Google Summer of Code '19 Intern

Mentor - Daniel Zerbino

[May 2019 - Jul 2019]

  • Applied machine learning techniques to characterizing and naming lncRNA genes, for Ensembl organization, as part of Google Summer of Code 2019.
  • Ensembl aims to provide a centralized resource for geneticists, molecular biologists and other researchers studying the genomes of our own species and other vertebrates and model organisms.
  • Used RESTful APIs and python to collect and analyze data from two of the world’s major gene annotation databases, Ensembl and RefSeq.
  • Generated features and transformed the data in various ways to benchmark a selection of machine learning techniques.
  • Provided a platform to investigate differences between these two databases.

Machine Learning Engineer

[Jun 2018 - Dec 2018]

  • Team Pixxel is a student team from BITS Pilani working on developing a constellation of nanosatellites for remote sensing operations.
  • Worked with Multispectral/Hyperspectral images, using deep learning models (LSTMs), for crop yield prediction and for finding illegal mines.
  • Used QGIS toolkit, python and masking techniques to extract 666 districts of India from Landsat 8 images.

Deep Learning Intern

[May 2018 - Jul 2018]

  • Implemented a Neural Machine Translator for a sports analytical firm, Messy Fractals, using sequence to sequence architecture in PyTorch framework so as to translate from English to other regional languages.
  • Wrote a web crawler to scrape, clean and assimilate text data as inputs to NLP model.
  • Visualized word embedding clusters (on tensor board) of Hindi and English text using t-SNE and K-Means algorithm.
  • Built a Language Model using word embeddings to predict the next word / set of words for Hindi Text.
  • Used Mozilla TensorFlow Deep Speech to implement a Speech2Text model for converting sports commentary to its text format.

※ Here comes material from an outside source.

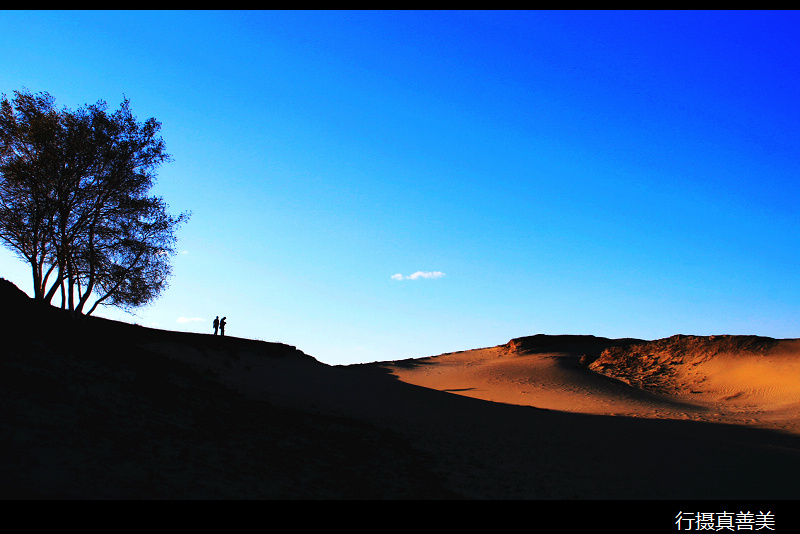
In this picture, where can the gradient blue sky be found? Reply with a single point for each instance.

Data Scientist & AI Intern

[Jun 2017 - Jul 2017 ]

  • Breathe Well-Being is a digital health platform helping people across the chronic disease spectrum to set and reach their goals.
  • Built a chatbot using motion.ai framework which actively interacts with users and helps them create customized nutrition plans and monitors their progress. The Chatbot helps reduce the time spent by the nutritionists with the users by up to 30%.
  • Piloted an AI driven tool that helps Ophthalmologists accurately predict the particular stage of an eye disease and differentiate between the different retina-based eye diseases.